Demnach ist eine judikative Beurteilung der Rechtmäßigkeit der Masseunzulänglichkeitsfeststellung allenfalls inzident möglich und zwar im Rahmen der prozessgerichtlichen Beurteilung einer Haftung des Insolvenzverwalters. Dessen Haftung wollten Sie als Gläubiger vielleicht gar nicht breit klären lassen. Dennoch ist diese Erörterung derzeit der einzige Weg, um zur Beurteilung Ihres eigentlichen Problems zu gelangen.
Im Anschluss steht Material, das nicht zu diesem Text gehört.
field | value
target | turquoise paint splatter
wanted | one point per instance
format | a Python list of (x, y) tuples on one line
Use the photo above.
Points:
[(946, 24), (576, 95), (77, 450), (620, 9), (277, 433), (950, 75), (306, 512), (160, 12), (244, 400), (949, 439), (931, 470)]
Und es ist dies ein ungerechter Weg, da er Jeden, der nur mit der Masseunzulänglichkeitsprüfung unzufrieden ist, zwingt, den Insolvenzverwalter in die Haftung zu nehmen, obwohl er ansonsten dazu weder Antrieb noch Veranlassung hätte. Die Entwurfsersteller stellen fest, zur Häufigkeit solcher Umgehungsprozesse lägen leider ebenfalls keine Dokumentationen vor.
Man kann die Entwurfsersteller beruhigen. Dokumentationen sind gar nicht erforderlich. Denn selbst wenn sich bis heute kein Bedarf nach einem gesonderten Rechtsmittel gegen Masseunzulänglichkeitsanzeigen herausgestellt hätte oder sich dieser Bedarf niemals dokumentieren ließe, gilt dennoch: Der Justizgewähranspruch ein Prinzip jenseits von Angebot und Nachfrage.

Zu allen Akten der öffentlichen Gewalt ist in einem Rechtsstaat zwingend judikative Kontrolle bereitzustellen.
Auch das Lob zum Schluss betrifft eine Auslassung im Entwurf. Jedoch in diesem Fall eine sehr sinnvolle Auslassung, für die sich auch die LINKE stark gemacht hat.

Was in diesem Entwurf dankbarerweise nicht erneut auftaucht, ist der Versuch einer Selbstprivilegierung der öffentlichen Hand im Insolvenzverfahren.Diesen Versuch gab es im Mai.

Als die Mehrheit dieses Hauses während der 35. Sitzung den Regierungsentwurfes eines „Gesetzes zum Pfändungsschutz der Altersvorsorge und zur Anpassung des Rechts der Insolvenzanfechtung“ kritiklos durch die erste Beratung winkte, hatte sie gar nicht bemerkt, dass sich hinter dem harmlosen Namen des Entwurfs auch eine teilweise Wiedereinführung des Fiskusprivilegs verbarg.

Es folgte das bisher einzigartige Beispiel für einen echten Diskurs im Rechtsauschuss, in dem es den Vertretern der Opposition gemeinsam mit den Sachverständigen gelang, die Vertreter der Koalition und die Entwurfsersteller des Ministeriums von diesem Vorhaben vorläufig abzubringen.

Wir hoffen, dass die bessere Einsicht bis zur Beschlussfassung anhält und auch für die Diskussion zum vorliegenden Gesetzesentwurf nicht abhanden kommt. Ich danke Ihnen.